Debug.Print "TypeName returns """ & TypeName(Var) & """"
Debug.Print "VarType() returns " & VarType(Var) & ", the High type byte is " & VarByts(1)
Select Case VarByts(1)
Case 0 'No high byte flag
Ptr = VarPtr(Var) + 8
Debug.Print "The variant contains the passed variable"
Debug.Print "The data resides at " & Ptr
Case 32 'Flag &H2000 (8192) IsArray
RtlMoveMemory Ptr, VarByts(8), 4
If Ptr Then
Debug.Print "The variant contains a pointer to a safearray structure"
Debug.Print "The Structure resides at " & Ptr
RtlMoveMemory Ptr, ByVal Ptr + 12, 4
Debug.Print "The first element resides at " & Ptr
Else
Debug.Print "The variant contains nothing the array is unintialised"
End If
Case 64 'Flag &H4000 (16384) IsPointer
Debug.Print "The variant contains a pointer to the sub variable"
RtlMoveMemory Ptr, VarByts(8), 4
Debug.Print "The data resides at " & Ptr
Case 96 'Flags &H6000 (24576) IsArray Or IsPointer
RtlMoveMemory Ptr, VarByts(8), 4
RtlMoveMemory Ptr, ByVal Ptr, 4
If Ptr Then
Debug.Print "The variant contains a pointer to a pointer to a safearray structure"

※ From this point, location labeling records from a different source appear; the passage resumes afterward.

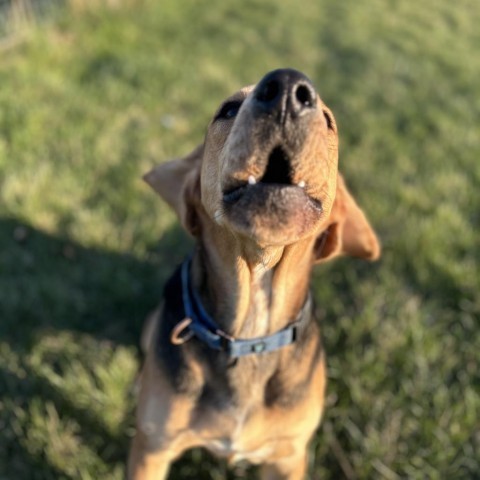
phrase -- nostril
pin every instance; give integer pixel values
(268, 92)
(304, 96)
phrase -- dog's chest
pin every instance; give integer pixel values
(248, 439)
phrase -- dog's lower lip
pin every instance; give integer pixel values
(231, 196)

Debug.Print "The Structure resides at " & Ptr
RtlMoveMemory Ptr, ByVal Ptr + 12, 4
Debug.Print "The first element resides at " & Ptr
Else
Debug.Print "The variant contains a pointer to an unintialised array"
End If
Case Else
Debug.Print ":( Don't know what the variant contains. " & VarByts(1) * 256 & "?" 'let me know if you see this
End Select
''Return addresses confirmed by returning ptr as a function
''DebugVariant = Ptr 'return the address of the variable (first element if array)
'Extra bit to display the Variants bytes
For i = 15 To 0 Step -1
If i And 1 Then
Select Case i
Case 1: Debug.Print vbNewLine & " Type ";
Case 7: Debug.Print vbNewLine & "Reseved ";
Case 15: Debug.Print vbNewLine & " Data ";
Case Else: Debug.Print "|"; 'for hex output
End Select
End If
Debug.Print Right$("0" & Hex(VarByts(i)), 2); ' & " "; 'for hex output
'Debug.Print Format(VarByts(i), "000 "); 'for dec output'
Next i
Debug.Print
End Sub
If a decimal is passed the reserved bytes are used to make up the missing data (if required).
Re: [RESOLVED] Hacking Variant
I've tested the above by checking the addresses for the right data, it seems to work fine.
It does not explain (it just avoids) the weird stuff with VarPtr.